This morning one of the things discussed was planning - it could be planning for anything, but in fact we were really dealing with planning for learning. When you get a new plan or perhaps a new curriculum you have to interpret it. This interpretation gives you ownership of it and it is the ownership of the interpretation is important - and where you can see the culture of the organisation. It is important that this ownership gives you the freedom make mistakes as you try to interpret the plan, as without the possibility or the "permission" to make mistakes there is no room for experimentation. Without experimentation there are no lessons you can learn. However some organisations or schools don't want experimentation - for them it's all about control.
Of course leadership of a school or the leadership involved in teaching a class, just like conducting an orchestra, does involve control. But there is a delicate balance between control and trusting that the teachers and students know what they are doing. This trust can be very energising and the best teachers know that you can give control to the students without losing control yourself. It's all about engaging in a process that everyone can understand.
This morning's session was a long one - a total of 3 hours with a short break about 2/3rds of the way through. Right before the break we had watched a movie of Leonard Bernstein conducting. Itay Talgam had worked with Bernstein and he told us that what was really special about him was that he was so empowering - that he made you feel that each and every person can be a leader and that real dialogue was possible. That he allowed and encouraged individual interpretation - which is what leads to dialogue. Each person is responsible for his own side of the dialogue. It's more of a partnership. We were told "You have to become a soloist to become part of the orchestra". You have to be an individual to be part of the group.

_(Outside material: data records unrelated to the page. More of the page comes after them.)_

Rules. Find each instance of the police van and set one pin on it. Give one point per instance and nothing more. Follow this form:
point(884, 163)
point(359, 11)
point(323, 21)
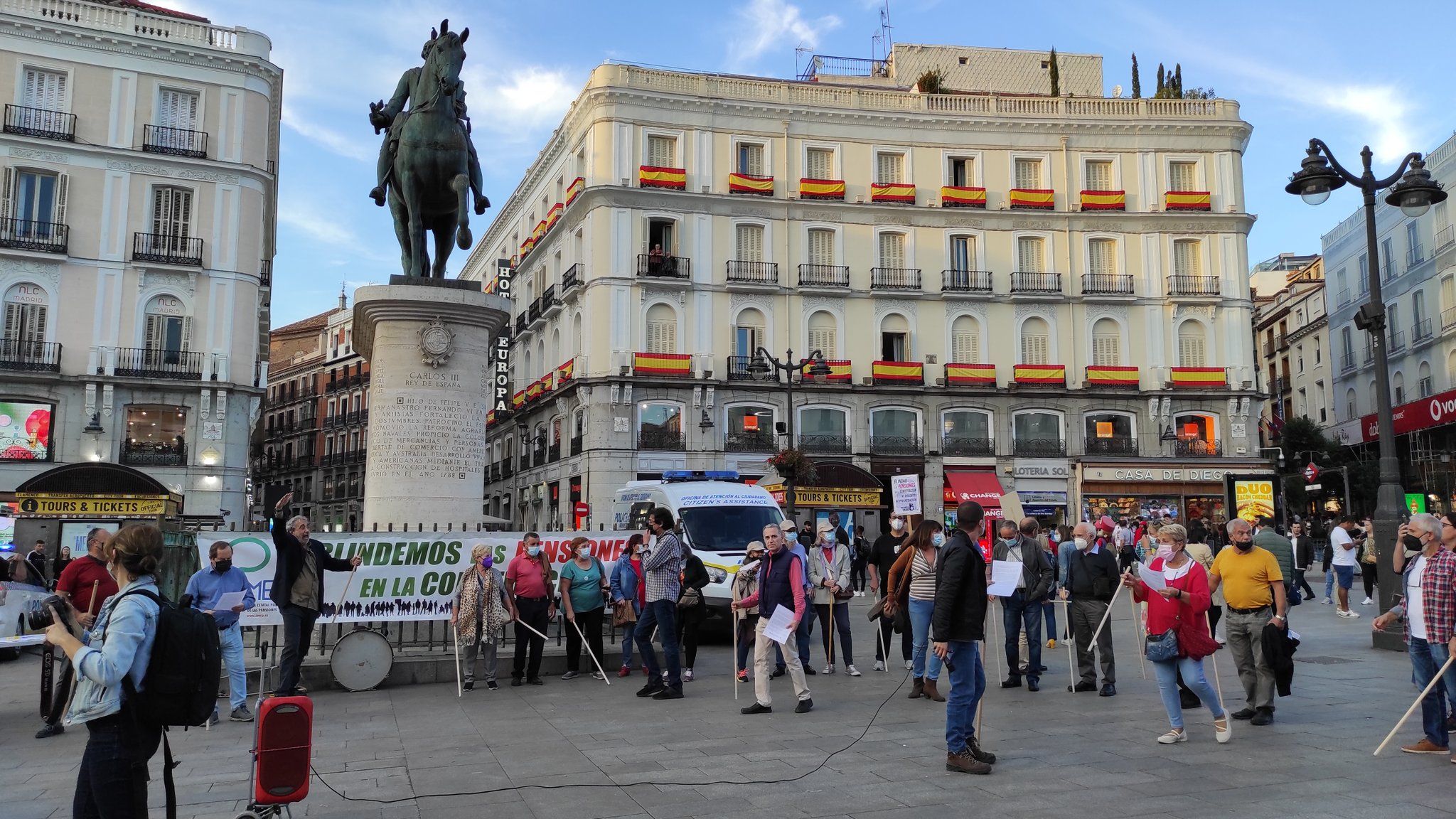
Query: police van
point(715, 515)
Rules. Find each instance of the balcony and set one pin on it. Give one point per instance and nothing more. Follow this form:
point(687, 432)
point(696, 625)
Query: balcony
point(823, 276)
point(661, 441)
point(1194, 448)
point(657, 266)
point(894, 279)
point(29, 356)
point(40, 237)
point(175, 141)
point(1039, 448)
point(1193, 284)
point(1036, 283)
point(40, 123)
point(896, 445)
point(164, 248)
point(753, 273)
point(968, 448)
point(1107, 284)
point(750, 442)
point(965, 280)
point(146, 454)
point(146, 363)
point(825, 445)
point(1125, 446)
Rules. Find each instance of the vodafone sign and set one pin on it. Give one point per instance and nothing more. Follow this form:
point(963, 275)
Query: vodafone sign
point(1433, 412)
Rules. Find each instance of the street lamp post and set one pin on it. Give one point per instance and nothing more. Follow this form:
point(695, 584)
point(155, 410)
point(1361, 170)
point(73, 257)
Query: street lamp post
point(1411, 190)
point(764, 366)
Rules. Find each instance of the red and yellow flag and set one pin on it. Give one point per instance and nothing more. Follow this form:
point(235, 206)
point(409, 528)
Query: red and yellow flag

Your work is bigger than you and your job is to add meaning to it.
After the break we came back and Itay showed us what he meant by working with 4 students playing in a string quartet and then 2 jazz musicians. He asked them questions about what they were doing, had different members of the quartet take the lead and interpret the music in different ways and eventually just all improvise together to see what the result would be. The students were incredibly brave doing this in front of hundreds of people.
This session was truly wonderful and very thought provoking - I am going to mull over these ideas for quite a long time.